From PPO to DPO (and GRPO)

5 min read

PPO made RLHF work; DPO made it simple. This post derives DPO from PPO, explains why it’s a supervised alternative (not RL), where it shines, and where RL/GRPO still helps.

From PPO to DPO (and GRPO)
Photo by Joel Filipe on Unsplash

For years, RLHF meant: (1) SFT a reference model, (2) train a reward model from pairwise preferences (Bradley–Terry/BTL), (3) do KL-regularized policy optimization (usually PPO) against that reward with a reference-policy anchor (stay close to SFT). This is what InstructGPT [1] popularized: RL with a KL term to the reference model, using PPO [2] to stabilize updates. For a broader RL overview, see my companion note: Reinforcement Learning in LLMs – Why and How.

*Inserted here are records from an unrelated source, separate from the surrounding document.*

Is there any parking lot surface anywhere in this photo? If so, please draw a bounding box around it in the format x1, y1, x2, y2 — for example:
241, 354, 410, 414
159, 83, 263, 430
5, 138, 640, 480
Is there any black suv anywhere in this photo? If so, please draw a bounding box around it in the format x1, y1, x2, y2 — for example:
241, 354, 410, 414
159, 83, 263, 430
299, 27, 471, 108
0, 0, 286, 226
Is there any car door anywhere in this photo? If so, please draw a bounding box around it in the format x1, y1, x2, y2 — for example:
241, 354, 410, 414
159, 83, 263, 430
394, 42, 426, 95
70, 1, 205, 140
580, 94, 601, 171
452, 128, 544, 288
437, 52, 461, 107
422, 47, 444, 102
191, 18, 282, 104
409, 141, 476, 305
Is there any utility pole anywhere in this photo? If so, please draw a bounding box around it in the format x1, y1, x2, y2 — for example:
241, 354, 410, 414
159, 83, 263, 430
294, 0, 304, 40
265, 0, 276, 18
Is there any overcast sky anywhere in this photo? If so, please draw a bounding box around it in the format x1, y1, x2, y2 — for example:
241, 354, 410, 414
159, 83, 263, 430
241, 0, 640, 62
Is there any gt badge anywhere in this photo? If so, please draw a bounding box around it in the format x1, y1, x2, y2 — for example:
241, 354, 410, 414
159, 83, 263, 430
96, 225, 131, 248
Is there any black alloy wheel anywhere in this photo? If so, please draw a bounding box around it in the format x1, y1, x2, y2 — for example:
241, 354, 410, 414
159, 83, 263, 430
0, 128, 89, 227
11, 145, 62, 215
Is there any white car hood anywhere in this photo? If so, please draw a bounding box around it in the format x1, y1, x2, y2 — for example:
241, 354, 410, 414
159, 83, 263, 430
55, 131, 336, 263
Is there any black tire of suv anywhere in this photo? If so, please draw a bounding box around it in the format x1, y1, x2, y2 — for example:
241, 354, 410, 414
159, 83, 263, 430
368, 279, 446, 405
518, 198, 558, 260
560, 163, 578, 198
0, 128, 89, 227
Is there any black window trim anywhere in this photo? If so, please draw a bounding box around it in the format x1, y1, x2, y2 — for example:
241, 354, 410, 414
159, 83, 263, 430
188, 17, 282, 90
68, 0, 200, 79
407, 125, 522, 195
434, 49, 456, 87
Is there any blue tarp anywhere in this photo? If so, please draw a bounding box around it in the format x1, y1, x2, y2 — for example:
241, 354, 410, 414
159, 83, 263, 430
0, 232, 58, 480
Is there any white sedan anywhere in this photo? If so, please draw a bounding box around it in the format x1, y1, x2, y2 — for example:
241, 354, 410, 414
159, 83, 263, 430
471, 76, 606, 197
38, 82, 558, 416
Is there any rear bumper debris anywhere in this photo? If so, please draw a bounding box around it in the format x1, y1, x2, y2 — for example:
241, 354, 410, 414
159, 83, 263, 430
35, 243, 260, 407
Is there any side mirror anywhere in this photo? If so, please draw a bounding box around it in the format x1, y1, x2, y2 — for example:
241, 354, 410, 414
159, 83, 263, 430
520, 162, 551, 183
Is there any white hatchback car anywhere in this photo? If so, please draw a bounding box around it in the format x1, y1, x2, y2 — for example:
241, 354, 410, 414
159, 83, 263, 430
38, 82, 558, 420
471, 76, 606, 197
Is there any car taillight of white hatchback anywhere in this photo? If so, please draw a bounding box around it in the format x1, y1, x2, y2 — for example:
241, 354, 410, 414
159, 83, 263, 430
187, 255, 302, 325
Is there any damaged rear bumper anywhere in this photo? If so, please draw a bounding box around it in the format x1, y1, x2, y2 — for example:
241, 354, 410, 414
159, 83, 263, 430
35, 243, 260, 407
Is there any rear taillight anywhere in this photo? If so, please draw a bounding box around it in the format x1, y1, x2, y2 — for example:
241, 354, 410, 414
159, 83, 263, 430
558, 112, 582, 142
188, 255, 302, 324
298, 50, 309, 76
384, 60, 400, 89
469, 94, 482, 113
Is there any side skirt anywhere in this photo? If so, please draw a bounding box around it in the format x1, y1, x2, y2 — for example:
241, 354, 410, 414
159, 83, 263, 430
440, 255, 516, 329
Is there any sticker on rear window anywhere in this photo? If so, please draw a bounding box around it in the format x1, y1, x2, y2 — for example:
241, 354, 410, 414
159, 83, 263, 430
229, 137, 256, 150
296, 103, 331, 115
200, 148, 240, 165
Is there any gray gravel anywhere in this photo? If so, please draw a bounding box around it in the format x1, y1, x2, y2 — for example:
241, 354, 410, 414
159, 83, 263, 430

Direct Preference Optimization (DPO) showed you can skip the explicit reward model and skip PPO. Why? Because (a) human preferences are naturally modeled with Bradley–Terry [3], and (b) the max-entropy / KL-regularized RL objective [4] has a closed-form optimal policy—an exponential tilt of the reference policy. Combine those and you get a pure supervised objective on preference pairs.


Step 1 — Bradley–Terry: preferences are logistic in score differences

Given two completions $y^+$ (preferred) and $y^-$ (rejected) for prompt $x$, Bradley–Terry says [3]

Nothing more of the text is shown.